Karel de Grote voerde talrijke oorlogen. Erg lang en grimmig was zijn strijd tegen de Saksen. In deze meer dan dertig jaar durende oorlog ging het niet alleen om de onderwerping van de tegenstander maar ook om zijn bekering tot het christendom. Die bekering werd soms ook met geweld afgedwongen.

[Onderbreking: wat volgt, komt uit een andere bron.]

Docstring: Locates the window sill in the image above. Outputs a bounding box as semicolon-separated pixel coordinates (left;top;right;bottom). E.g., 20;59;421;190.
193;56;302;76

Volgens de Frankische rijksannalen, liet Karel de Grote in 782 in Verden aan de Aller 4500 Saksen executeren, die hem door geallieerde Saksische aanvoerders waren uitgeleverd. De bijnaam “Karel de Saksenslachter” vindt zijn oorsprong in dit “bloedbad van Verden” terug. Onder historici heerst verdeeldheid over de vraag of de wraakactie van Karel de Grote daadwerkelijk zulke dimensies had aangenomen. Feit blijft dat tijdgenoten, waaronder zijn vertrouweling Alcuin, zijn harde optreden bekritiseerden of afwijzend stonden tegenover het onder dwang dopen van de niet gelovigen. Zijn vader, Pepijn, had bij de onderwerping van vijandelijke Allemannen reeds naar soortgelijke middelen gegrepen.
Karel de grote integreerde de onderworpen Saksen geleidelijk in zijn rijk; de Saksische adel klom op tot in hoge posities en zowel het traditionele Saksische recht als de Saksische tradities werden opgetekend.